Thursday, May 27, 2010

Updating Cloudera Hadoop To Latest Patch On CentOS

Warning: Below steps should only be used when updating Hadoop within the same major version. For instance updates like 0.20.1+169.56 to 0.20.1+169.88. When upgrading (example going from 0.20 to 0.21) these steps should not be used.

We have a small cluster in place so the below steps works for us. Bigger cluster nodes will need a more automated way.

Here are the step by step instructions. Ensure no map/reduce jobs/HDFS data write jobs are running.

Step 1: Create a screen session on all hadoop nodes

Step 2: Prepare for any disaster that might happen

On the master node where NameNode is current running, take a latest checkpoint in case things go wrong. This will serve as last image to recover from if things go wrong.
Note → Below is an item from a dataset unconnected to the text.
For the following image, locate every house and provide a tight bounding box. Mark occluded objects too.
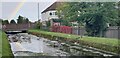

To take a manual checkpoint, you need to enter safemode. See below for series of commands to do that.


- check current mode
[sudhirv@hadoop-cluster-3 bin]$ hadoop dfsadmin -safemode get
Safe mode is OFF

- enter safe mode
[sudhirv@hadoop-cluster-3 bin]$ hadoop dfsadmin -safemode enter
Safe mode is ON

- check safe mode is ON
[sudhirv@hadoop-cluster-3 bin]$ hadoop dfsadmin -safemode get
Safe mode is ON

- run manual checkpoint
[sudhirv@hadoop-cluster-1 ~]$ hadoop dfsadmin -saveNamespace

-- ensure a checkpoint was taken by looking at image timestamp
[sudhirv@hadoop-cluster-1 ~]$ ls -ltr /var/lib/hadoop-0.20/cache/hadoop/dfs/name/image
total 4
-rw-rw-r-- 1 hadoop hadoop 157 May 26 16:49 fsimage

- leave safe mode
[sudhirv@hadoop-cluster-1 ~]$ hadoop dfsadmin -safemode leave
Safe mode is OFF

- confirm safe mode is off
[sudhirv@hadoop-cluster-1 ~]$ hadoop dfsadmin -safemode get
Safe mode is OFF


Step 3: Log the current hadoop version and configurations versions. The hadoop version will change after update. The configurations version should still stay the same.


sudo su -

[root@hadoop-cluster-3 ~]$ hadoop version
Hadoop 0.20.1+169.56
Subversion -r 8e662cb065be1c4bc61c55e6bff161e09c1d36f3
Compiled by root on Tue Feb 9 13:40:08 EST 2010

[root@hadoop-cluster-3 ~]# alternatives --display hadoop-0.20-conf
hadoop-0.20-conf - status is auto.
link currently points to /etc/hadoop-0.20/conf.cluster
/etc/hadoop-0.20/conf.empty - priority 10
/etc/hadoop-0.20/conf.pseudo - priority 30
/etc/hadoop-0.20/conf.cluster - priority 50
Current `best' version is /etc/hadoop-0.20/conf.cluster.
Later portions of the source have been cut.